Blavatsky? Theosophy? Where have we seen that before? . . . Hmmm . . . Oh–yeah, my blog posts on Corrado Balducci. Wow, what a coincidence.

it should be kept in mind that the Ancient Astronaut myth is always a ‘broken’ myth; it is a mythic narration which is typical of the fantastic literary genres of modernity: narratives where the ‘supernatural’ is always ‘explained’ – explained away in rational terms. In the same style
as modern fantasy literature’s rational, immanent explanations of mysterious places, ghosts and ‘paranormal’ events, the Ancient Astronaut narrations always come up with a rational, immanent (though space alien) and ‘technological’ explanation of mysterious architecture, alleged ‘gods’, sacred scriptures and visions. How, then, does a socially organized new religion cope with such a modern ‘broken’ myth?
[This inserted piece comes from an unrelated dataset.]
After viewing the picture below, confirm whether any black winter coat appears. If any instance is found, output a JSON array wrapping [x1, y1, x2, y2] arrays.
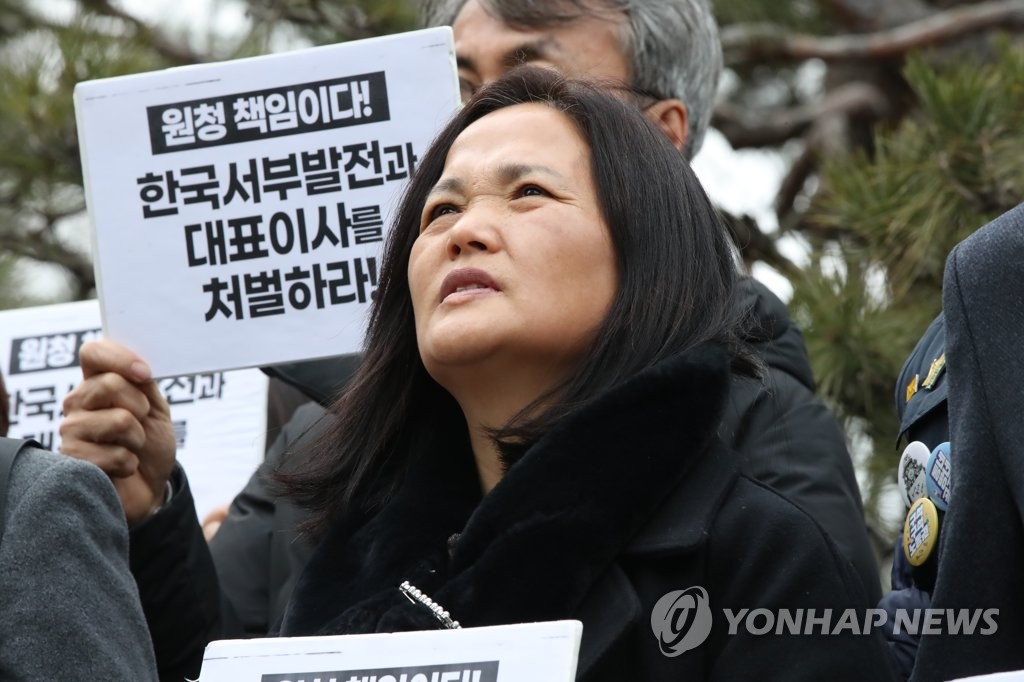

I think this last excerpt says a lot about why people make ancient astronauts their new faith (my emphasis added):

To many of our contemporaries, at least, the mysterious conspiracy story about Ancient Astronaut gods seems to appear more plausible and understandable than traditional religious interpretations of the texts – and much more plausible and understandable than straightforward academic scientific interpretations. The Ancient Astronaut narrations knit our specific late-modern mode of being-in-the-world together with lay-people’s attempt at a new search for the fundamental truth of myth: they still ‘want to believe’, and they find it plausible that a pre-astronautic “truth is somewhere out there”, yet to be discovered by mainstream society. The
self-evident technological possibilities of our age (and much more beyond that) are projected back into a remote past, and the result is a shining mirror of us, and of our time.